Matrox got hammered in the first round of DX9-capable graphics cards: the Parhelia - although quite a deal more advanced in terms of image quality than either ATI or Nvidia - just didn't have the horsepower to compete effectively. Becuase Matrox had dumped so many resources into it and it didn't sell, they had to dispose of much of their engineering expertise.

S3 have had new solutions brought tothe table over the past five years but these have never really made an impact, purely because they're best described as 'low end' solutions that couldn't (last time I looked) compete with a Radeon 9600Xt.

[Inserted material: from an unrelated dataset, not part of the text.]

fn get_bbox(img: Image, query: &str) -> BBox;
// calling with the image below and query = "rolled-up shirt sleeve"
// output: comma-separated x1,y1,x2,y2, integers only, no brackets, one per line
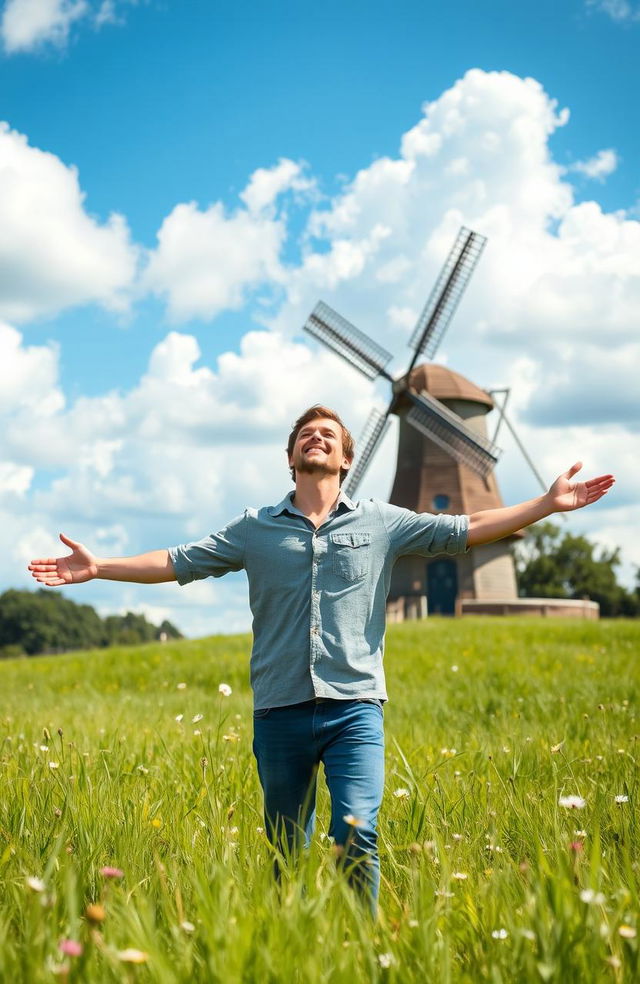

Do we need a third competitor? Given the vast amount of resources required, it's going to take somebody like IBM, Samsung, Intel or Sun to have a pop and I don't think any of them are particularly interest (apart from Intel, of course).
 
Intel are already heavily invested in the GPGPU market, with their 'larabee' card.

If it's able to compete with the nvidia/ATI offerings in the GPGPU arena (and I don't see why it wouldn't be, given the budgets and personnel available to them), we might well see a transition to the video market 6 months or so later.

I do feel that only Intel really has the budgets, manpower and access to fabs to really compete with ATI and nvidia, who have been specialising in this arena for 8 years or so now.
 
Could a third maker mean the games would be less optimized as they would need to spend more time making a game work on a third type of gpu ?
 
Could a third maker mean the games would be less optimized as they would need to spend more time making a game work on a third type of gpu ?

Fortunately not, these days.

We have just two standard APIs these days: DirectX (used by the vast majority of games), and OpenGL. So long as the hardware manufacturers make their hardware compatible with these two APIs (and they would be mad not to...) there will be no problems (driver issues aside of course). The performance in DX and OGL would be up to the hardware manufacturer to optimise.
 
Would be good to see Intel in the ring I think. They are a massive organisation and could probably start to compete rather quickly. They also have a history of very solid hardware, which doesnt hurt.
Wonder if their mastery of CPU design will help them create strong GPU's?
 
I not sure many company's apart from intel would be able or interested, i do think it would take quite a bit to get close to nvidia/ati at moment if you started from fresh.
 
Yeah, Matrox are selling low profile PCIe graphics cards with 64mb of DDR ram for over £120 like what the buck with steve buckley.